I was adored by my grandmother too much. After I would return from school, she’d always keep yoghurt and fresh dates for me. One day, I happened to see her fingernails. They looked pale and gunky and had grown so rigid that it was now painful for her to clip them. After that day, I never touched her dates and yoghurt. She did not force me either. One day as I opened my eyes I found her standing at my head and caressing my hair. She was gazing at me with such curiosity as if it was the first time she was having a look at her grandson. She seemed quite frail and barely parted her lips:
“My son! Buy me some sugar today”.
I too, liked sugar. I recalled that when my mother was alive she often stealthily gave me sugar to eat. One day I sneaked into the kitchen, opened the sugar canister and ran my tongue on those tiny white cubes. I was unaware that grandmother was standing behind me. It was that day that I learned there was something called sugar. Today as I heard this word again, sweetness ran down my blood. I put my little finger into my mouth and sucked it.

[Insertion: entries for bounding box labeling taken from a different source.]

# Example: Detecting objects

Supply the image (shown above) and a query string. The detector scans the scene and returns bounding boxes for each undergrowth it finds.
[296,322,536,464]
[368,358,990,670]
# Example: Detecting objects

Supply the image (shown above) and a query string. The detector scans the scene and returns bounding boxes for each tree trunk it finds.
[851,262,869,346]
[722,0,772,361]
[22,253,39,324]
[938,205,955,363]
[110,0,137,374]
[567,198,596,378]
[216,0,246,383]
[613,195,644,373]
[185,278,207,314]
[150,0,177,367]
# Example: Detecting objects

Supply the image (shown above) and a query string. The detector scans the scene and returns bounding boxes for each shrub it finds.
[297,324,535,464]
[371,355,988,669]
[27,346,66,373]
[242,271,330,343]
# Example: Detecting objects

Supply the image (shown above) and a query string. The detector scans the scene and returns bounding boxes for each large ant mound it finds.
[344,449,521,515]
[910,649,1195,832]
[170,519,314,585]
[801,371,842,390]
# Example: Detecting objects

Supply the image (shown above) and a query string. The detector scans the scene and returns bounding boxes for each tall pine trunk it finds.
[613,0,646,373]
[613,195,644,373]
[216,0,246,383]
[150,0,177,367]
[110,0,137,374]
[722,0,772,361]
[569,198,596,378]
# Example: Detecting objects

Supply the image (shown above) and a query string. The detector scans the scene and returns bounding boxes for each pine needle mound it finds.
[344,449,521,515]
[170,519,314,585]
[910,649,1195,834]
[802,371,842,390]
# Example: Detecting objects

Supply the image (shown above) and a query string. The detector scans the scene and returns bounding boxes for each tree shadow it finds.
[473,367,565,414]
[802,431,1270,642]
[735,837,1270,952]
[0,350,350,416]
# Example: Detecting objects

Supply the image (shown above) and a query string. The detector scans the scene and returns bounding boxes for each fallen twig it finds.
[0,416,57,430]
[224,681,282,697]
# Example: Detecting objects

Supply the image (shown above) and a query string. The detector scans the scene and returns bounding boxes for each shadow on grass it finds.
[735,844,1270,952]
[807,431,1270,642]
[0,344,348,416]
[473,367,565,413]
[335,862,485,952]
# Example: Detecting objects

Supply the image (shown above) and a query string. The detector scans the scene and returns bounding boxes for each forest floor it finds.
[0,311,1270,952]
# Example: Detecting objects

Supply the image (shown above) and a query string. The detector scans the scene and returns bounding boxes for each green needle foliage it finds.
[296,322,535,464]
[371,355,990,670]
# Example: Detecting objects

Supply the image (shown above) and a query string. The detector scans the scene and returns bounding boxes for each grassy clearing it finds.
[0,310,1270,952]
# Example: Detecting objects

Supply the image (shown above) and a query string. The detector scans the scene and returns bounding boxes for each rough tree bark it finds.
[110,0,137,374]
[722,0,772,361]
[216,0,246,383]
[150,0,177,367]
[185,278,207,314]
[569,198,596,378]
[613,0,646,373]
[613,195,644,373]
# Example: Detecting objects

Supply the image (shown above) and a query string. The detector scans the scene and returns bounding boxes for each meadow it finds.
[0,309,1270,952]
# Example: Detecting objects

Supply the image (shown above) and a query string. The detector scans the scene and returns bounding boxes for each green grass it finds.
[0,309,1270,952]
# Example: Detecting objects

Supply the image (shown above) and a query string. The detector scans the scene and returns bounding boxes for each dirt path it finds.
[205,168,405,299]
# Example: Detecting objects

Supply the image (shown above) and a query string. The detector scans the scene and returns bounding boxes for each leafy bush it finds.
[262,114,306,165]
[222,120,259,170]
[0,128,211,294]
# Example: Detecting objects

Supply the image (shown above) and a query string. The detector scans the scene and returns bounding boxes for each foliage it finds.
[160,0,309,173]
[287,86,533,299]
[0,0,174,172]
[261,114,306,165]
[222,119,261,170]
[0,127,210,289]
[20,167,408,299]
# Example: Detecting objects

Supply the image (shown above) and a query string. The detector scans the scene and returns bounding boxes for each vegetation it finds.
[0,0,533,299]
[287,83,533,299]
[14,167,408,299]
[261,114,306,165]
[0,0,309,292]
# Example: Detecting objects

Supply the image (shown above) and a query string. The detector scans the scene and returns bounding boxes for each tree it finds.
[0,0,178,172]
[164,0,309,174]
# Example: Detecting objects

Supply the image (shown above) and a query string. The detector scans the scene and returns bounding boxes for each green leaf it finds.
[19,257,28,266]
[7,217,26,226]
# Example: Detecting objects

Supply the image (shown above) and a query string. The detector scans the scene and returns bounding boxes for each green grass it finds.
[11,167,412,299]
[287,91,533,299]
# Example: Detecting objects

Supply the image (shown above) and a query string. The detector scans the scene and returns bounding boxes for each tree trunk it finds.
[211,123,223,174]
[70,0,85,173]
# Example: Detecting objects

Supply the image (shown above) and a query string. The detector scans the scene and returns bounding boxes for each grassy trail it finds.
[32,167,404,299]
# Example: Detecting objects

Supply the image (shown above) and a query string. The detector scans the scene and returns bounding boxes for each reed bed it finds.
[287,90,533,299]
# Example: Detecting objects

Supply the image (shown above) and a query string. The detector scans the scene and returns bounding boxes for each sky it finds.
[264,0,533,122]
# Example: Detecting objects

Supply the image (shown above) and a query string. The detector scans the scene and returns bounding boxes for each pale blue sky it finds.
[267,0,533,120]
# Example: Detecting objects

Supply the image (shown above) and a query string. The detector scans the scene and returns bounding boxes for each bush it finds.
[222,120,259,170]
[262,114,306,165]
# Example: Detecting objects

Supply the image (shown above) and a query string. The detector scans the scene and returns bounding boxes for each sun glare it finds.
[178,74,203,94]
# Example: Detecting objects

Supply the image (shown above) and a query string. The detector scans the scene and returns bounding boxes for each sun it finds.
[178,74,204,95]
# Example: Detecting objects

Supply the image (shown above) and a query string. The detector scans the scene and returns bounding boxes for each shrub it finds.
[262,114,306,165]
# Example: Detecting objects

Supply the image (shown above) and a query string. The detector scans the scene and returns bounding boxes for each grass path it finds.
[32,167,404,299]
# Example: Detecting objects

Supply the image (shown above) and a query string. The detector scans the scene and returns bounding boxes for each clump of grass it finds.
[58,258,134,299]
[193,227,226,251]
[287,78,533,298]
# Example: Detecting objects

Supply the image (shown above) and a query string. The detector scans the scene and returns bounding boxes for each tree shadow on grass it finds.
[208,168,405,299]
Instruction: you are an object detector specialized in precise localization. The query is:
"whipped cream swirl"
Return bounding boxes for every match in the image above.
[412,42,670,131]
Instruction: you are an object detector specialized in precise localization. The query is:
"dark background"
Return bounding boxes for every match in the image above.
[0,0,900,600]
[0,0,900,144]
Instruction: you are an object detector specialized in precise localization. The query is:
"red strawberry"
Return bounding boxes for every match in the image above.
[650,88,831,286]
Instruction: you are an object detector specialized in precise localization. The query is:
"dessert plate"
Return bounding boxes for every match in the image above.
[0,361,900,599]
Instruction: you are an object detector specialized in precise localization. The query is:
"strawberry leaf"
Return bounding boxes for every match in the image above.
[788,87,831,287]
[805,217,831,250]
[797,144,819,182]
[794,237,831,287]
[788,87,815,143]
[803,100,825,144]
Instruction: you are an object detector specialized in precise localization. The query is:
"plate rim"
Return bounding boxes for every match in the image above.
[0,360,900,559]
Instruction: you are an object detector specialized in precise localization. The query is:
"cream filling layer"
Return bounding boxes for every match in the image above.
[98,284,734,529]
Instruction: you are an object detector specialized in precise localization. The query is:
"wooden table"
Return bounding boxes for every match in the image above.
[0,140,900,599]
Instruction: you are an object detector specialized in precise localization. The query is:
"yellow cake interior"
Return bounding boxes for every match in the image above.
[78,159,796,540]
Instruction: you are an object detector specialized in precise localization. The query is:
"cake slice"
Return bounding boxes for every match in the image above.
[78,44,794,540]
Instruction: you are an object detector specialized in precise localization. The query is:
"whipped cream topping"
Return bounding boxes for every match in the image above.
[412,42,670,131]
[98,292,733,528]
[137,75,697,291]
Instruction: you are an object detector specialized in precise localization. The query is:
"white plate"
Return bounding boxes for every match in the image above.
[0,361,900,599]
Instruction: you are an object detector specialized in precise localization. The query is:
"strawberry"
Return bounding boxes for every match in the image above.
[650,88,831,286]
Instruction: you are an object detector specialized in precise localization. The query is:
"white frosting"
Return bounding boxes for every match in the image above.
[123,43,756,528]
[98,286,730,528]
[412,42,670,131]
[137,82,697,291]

It was a usual day. The soldiers were reading the newspaper. The road was waiting for the steps of the wayfarers. But the old man with the poison was nowhere in the shop. Instead there was a boy was there but he did not have anything in his hand. I assumed he did not have sugar in his stock. So I proceeded ahead. A moment later, I felt as if I was heading towards a desolate plain. Dark black mountains were peering at me. Why have I come here seeking sugar? There is not a single human here. I still kept wondering when an aged man walked past me. I think he was the very shopkeeper who held me poison every morning. I passed through the mountains and finally reached a shop and bought some sugar. As I turned back, I found an army of veiled horsemen blocking my way. The man who was leading the army scanned me thoroughly as if he was looking for something.
Holding my hands back, I stood facing them. A scrawny man from the army said:
“Sir search his hands, he might have hidden it behind him”.

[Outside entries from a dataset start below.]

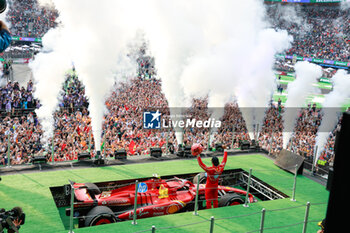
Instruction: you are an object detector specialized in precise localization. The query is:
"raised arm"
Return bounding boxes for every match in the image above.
[197,155,208,171]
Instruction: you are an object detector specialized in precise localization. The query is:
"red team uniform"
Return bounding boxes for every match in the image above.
[197,151,227,209]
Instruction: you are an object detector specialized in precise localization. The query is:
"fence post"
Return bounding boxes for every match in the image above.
[69,184,74,233]
[209,216,214,233]
[243,168,253,207]
[290,164,298,201]
[193,176,200,215]
[303,202,310,233]
[311,145,318,175]
[260,208,266,233]
[132,180,139,225]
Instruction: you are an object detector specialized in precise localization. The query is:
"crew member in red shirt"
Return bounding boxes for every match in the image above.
[191,144,227,209]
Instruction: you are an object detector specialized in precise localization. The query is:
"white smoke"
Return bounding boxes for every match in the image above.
[34,0,292,148]
[32,0,137,149]
[314,70,350,164]
[145,0,292,142]
[283,61,322,148]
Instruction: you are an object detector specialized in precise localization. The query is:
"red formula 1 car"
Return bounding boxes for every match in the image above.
[66,177,256,227]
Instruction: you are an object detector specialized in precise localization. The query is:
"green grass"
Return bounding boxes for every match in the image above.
[0,155,328,232]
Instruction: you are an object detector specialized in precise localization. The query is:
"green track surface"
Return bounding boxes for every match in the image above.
[0,155,328,232]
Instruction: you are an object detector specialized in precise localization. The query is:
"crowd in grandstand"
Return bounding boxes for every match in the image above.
[0,70,340,168]
[6,0,58,38]
[268,5,350,61]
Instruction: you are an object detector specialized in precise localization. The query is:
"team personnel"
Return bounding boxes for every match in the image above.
[191,144,227,209]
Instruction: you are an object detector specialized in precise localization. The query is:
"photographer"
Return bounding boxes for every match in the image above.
[0,207,25,233]
[0,20,11,53]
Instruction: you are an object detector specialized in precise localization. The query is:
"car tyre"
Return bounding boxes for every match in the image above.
[219,193,244,207]
[85,183,101,195]
[85,206,117,227]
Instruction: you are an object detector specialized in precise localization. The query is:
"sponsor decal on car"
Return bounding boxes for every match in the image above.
[166,204,180,214]
[137,182,148,193]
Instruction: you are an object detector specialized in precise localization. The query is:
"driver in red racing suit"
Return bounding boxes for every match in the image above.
[191,144,227,209]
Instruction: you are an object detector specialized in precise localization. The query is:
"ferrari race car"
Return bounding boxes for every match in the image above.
[66,177,256,227]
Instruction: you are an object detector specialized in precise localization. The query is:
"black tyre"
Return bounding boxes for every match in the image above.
[85,183,101,196]
[192,172,207,184]
[85,206,117,227]
[219,193,244,207]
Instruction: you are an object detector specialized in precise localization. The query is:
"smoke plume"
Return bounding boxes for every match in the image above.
[283,61,322,148]
[32,0,137,148]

“Do you have the sugar”? He strolled ahead and asked me. For a moment I thought to decline his question but in the very moment the words of my teacher rang in my mind:
“Never fear anybody but God. Never tell a lie even if you are in danger whatsoever”.
I held him the little sack of sugars. In the trail of dust left by the horses, I was on my way back home with empty hands. My grandmother would be expecting me with sugar but she was unaware of what had befallen me. The mountains were peering at me again. The same old man walked past me again. This time I was sure he was the very same poison seller. He cast a glance at me.
The boy was still sitting in the shop. This time he stretched his hand like the old man but the crumpled paper he held me wore a different colour. With this in my hand, I was on my way back home.
This is a translated version of A R Dad’s Balochi short story
Published in Daily Times, November 22nd 2017.